Paul Krugman Is Mellow Today

He praises Ben Bernanke. He even praises Alan Greenspan (somewhat):

Bernanke and the Bubble By PAUL KRUGMAN: By Bush administration standards, the choice of Ben Bernanke to succeed Alan Greenspan as chairman of the Federal Reserve was just weird. For one thing, Mr. Bernanke is actually an expert in monetary policy, as opposed to, say, Arabian horses.... Bernanke's partisanship... is so low-key that his co-author on a textbook didn't know he was a registered Republican. The academic work on which his professional reputation rests is apolitical. Moreover, that work is all about how the Fed can influence demand - there's not a hint in his work of support for the right-wing supply-side doctrine....(1) [H]e's a policy activist who advocates aggressive government moves to jump-start stalled economies. For example, a few years back Mr. Bernanke called on Japan to show "Rooseveltian resolve"... supported a proposal by yours truly that the Bank of Japan try to get Japan's economy moving by... announcing its intention to push inflation up to 3 or 4 percent per year....
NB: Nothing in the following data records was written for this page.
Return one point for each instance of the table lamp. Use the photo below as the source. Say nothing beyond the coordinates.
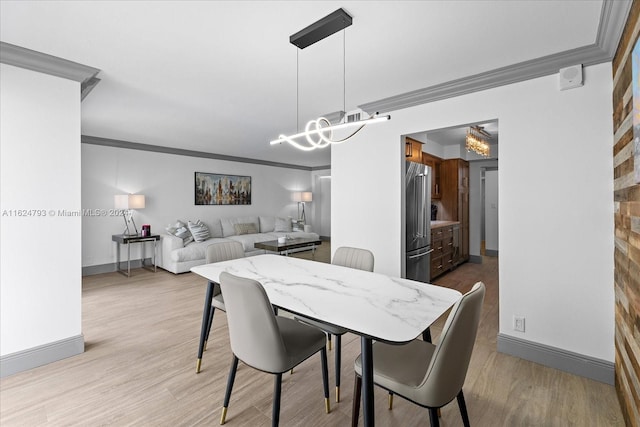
(127, 202)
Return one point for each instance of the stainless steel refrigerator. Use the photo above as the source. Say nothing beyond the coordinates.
(418, 221)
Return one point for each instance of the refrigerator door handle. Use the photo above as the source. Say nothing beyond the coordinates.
(421, 196)
(421, 255)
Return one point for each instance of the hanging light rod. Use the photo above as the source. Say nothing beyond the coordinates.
(318, 133)
(330, 24)
(324, 131)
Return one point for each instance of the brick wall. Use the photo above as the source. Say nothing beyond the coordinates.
(627, 227)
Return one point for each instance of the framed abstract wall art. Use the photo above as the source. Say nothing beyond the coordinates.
(217, 189)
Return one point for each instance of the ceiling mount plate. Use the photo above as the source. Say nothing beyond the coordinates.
(330, 24)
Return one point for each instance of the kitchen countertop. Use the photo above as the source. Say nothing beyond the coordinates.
(438, 224)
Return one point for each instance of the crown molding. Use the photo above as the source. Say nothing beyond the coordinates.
(48, 64)
(612, 20)
(107, 142)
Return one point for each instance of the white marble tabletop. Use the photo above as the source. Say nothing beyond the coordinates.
(369, 304)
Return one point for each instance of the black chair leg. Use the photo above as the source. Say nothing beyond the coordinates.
(355, 408)
(206, 322)
(338, 362)
(227, 394)
(463, 409)
(325, 379)
(433, 417)
(277, 389)
(426, 335)
(206, 338)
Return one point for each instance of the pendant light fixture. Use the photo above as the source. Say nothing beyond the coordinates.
(476, 140)
(319, 133)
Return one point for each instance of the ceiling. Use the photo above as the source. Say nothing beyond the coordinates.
(220, 76)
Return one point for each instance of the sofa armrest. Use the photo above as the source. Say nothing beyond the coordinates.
(168, 243)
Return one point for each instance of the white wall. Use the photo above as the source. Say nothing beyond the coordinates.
(40, 288)
(475, 202)
(321, 205)
(491, 210)
(167, 181)
(556, 210)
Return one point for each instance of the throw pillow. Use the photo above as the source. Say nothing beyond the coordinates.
(199, 231)
(283, 225)
(179, 229)
(248, 228)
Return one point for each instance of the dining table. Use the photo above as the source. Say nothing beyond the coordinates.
(375, 306)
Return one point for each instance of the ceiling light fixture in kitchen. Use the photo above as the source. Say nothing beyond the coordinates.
(476, 141)
(319, 133)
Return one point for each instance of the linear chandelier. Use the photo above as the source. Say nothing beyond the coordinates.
(319, 133)
(476, 141)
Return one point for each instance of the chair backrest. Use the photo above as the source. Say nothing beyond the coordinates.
(361, 259)
(224, 251)
(448, 367)
(253, 330)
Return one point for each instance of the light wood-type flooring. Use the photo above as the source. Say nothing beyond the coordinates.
(142, 334)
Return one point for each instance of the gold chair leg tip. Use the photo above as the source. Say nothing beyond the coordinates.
(223, 417)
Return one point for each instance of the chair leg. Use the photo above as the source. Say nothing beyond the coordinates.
(357, 392)
(277, 391)
(463, 409)
(204, 328)
(433, 417)
(227, 394)
(426, 335)
(338, 358)
(206, 338)
(325, 379)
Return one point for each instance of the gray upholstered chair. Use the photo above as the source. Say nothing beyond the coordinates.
(216, 252)
(429, 375)
(265, 341)
(361, 259)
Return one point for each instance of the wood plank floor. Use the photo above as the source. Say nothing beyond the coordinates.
(138, 369)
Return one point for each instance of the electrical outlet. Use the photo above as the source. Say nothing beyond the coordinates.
(518, 323)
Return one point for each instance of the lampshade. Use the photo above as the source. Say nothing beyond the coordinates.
(129, 201)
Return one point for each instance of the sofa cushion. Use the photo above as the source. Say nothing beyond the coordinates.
(194, 251)
(199, 231)
(267, 224)
(283, 225)
(179, 229)
(215, 228)
(228, 228)
(245, 228)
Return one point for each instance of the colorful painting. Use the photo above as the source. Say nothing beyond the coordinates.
(635, 65)
(215, 189)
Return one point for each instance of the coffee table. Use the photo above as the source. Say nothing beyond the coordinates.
(288, 245)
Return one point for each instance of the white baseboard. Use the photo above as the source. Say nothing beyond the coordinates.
(567, 361)
(41, 355)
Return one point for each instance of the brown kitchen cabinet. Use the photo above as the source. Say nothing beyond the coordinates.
(445, 252)
(413, 150)
(434, 162)
(454, 200)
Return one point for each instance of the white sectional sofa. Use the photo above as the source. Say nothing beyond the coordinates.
(178, 254)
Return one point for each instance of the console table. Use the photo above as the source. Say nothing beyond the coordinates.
(122, 239)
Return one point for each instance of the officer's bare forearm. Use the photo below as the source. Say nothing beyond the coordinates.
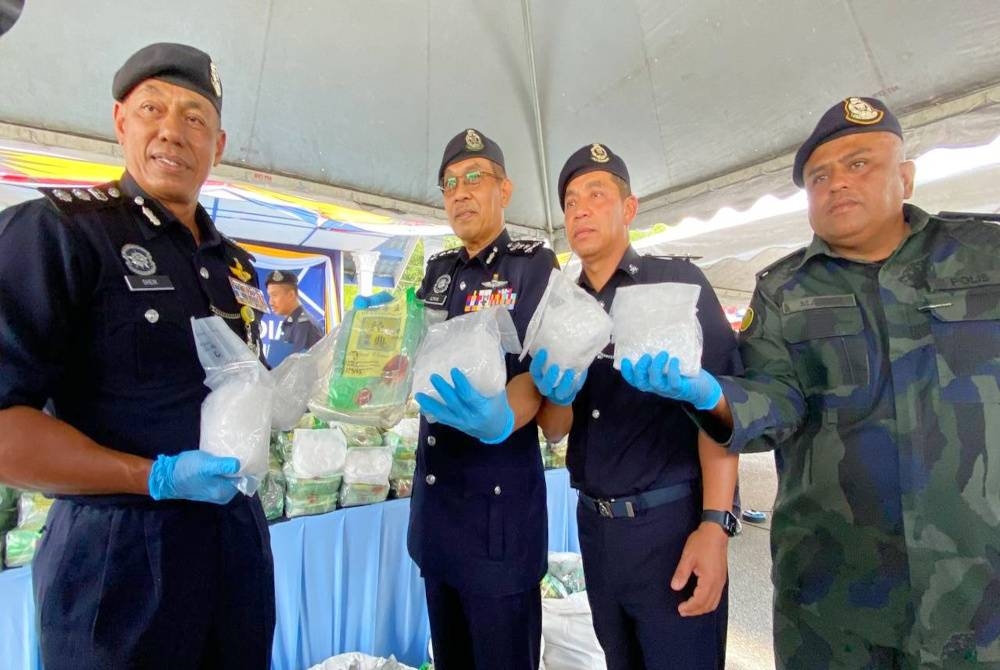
(523, 398)
(555, 420)
(42, 453)
(719, 470)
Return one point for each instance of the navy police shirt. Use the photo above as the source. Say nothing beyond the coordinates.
(477, 517)
(299, 330)
(624, 441)
(98, 287)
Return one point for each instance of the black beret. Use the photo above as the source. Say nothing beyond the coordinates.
(173, 63)
(279, 277)
(470, 143)
(591, 158)
(852, 115)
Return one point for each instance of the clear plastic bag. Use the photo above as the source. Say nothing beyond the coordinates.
(475, 344)
(569, 324)
(236, 415)
(366, 378)
(650, 318)
(318, 453)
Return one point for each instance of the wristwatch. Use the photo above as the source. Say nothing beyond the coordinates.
(726, 519)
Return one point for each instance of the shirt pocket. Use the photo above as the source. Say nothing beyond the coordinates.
(150, 340)
(965, 325)
(829, 353)
(491, 499)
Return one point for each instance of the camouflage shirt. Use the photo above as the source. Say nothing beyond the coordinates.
(878, 387)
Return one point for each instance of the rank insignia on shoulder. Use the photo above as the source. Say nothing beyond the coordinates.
(442, 283)
(524, 247)
(81, 199)
(238, 271)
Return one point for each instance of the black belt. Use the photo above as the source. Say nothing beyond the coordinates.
(628, 505)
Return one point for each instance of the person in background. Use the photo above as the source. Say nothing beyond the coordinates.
(298, 330)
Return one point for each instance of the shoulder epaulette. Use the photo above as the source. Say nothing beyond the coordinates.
(676, 257)
(794, 256)
(992, 217)
(236, 245)
(80, 199)
(524, 247)
(445, 254)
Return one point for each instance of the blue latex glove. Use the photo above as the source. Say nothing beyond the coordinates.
(490, 419)
(559, 387)
(366, 301)
(656, 375)
(194, 475)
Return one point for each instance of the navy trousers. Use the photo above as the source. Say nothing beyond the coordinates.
(628, 563)
(155, 585)
(476, 632)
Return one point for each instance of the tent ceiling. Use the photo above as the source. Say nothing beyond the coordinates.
(705, 100)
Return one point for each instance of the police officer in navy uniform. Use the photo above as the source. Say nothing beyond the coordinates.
(655, 493)
(298, 329)
(478, 523)
(150, 557)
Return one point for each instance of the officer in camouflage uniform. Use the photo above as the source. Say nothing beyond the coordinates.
(873, 369)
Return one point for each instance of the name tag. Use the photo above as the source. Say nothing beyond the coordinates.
(249, 295)
(818, 302)
(151, 283)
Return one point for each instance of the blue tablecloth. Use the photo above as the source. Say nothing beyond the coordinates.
(343, 580)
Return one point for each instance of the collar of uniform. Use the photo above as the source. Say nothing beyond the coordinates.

It's even hard to imagine him doing what Mr. Greenspan did: throwing his prestige... behind... tax cuts.... Has President Bush been so damaged by scandals and public disapproval that he has no choice but to appoint qualified, principled people to important positions? O.K., seriously, many economists and investors feared that Mr. Bush would try to place a highly partisan figure in charge of the Fed. And ... there was widespread concern that Mr. Bush would try to select a John Snow type - a businessman whose only qualification is loyalty....

So should we all feel confident.... Alas, no.... Mr. Greenspan, for all his flaws, has repeatedly shown his ability to divine from fragmentary and sometimes contradictory data which way the economic wind is blowing. As an academic, Mr. Bernanke never had the occasion to make that kind of judgment. We'll just have to see whether he can develop an economic weather sense on the job....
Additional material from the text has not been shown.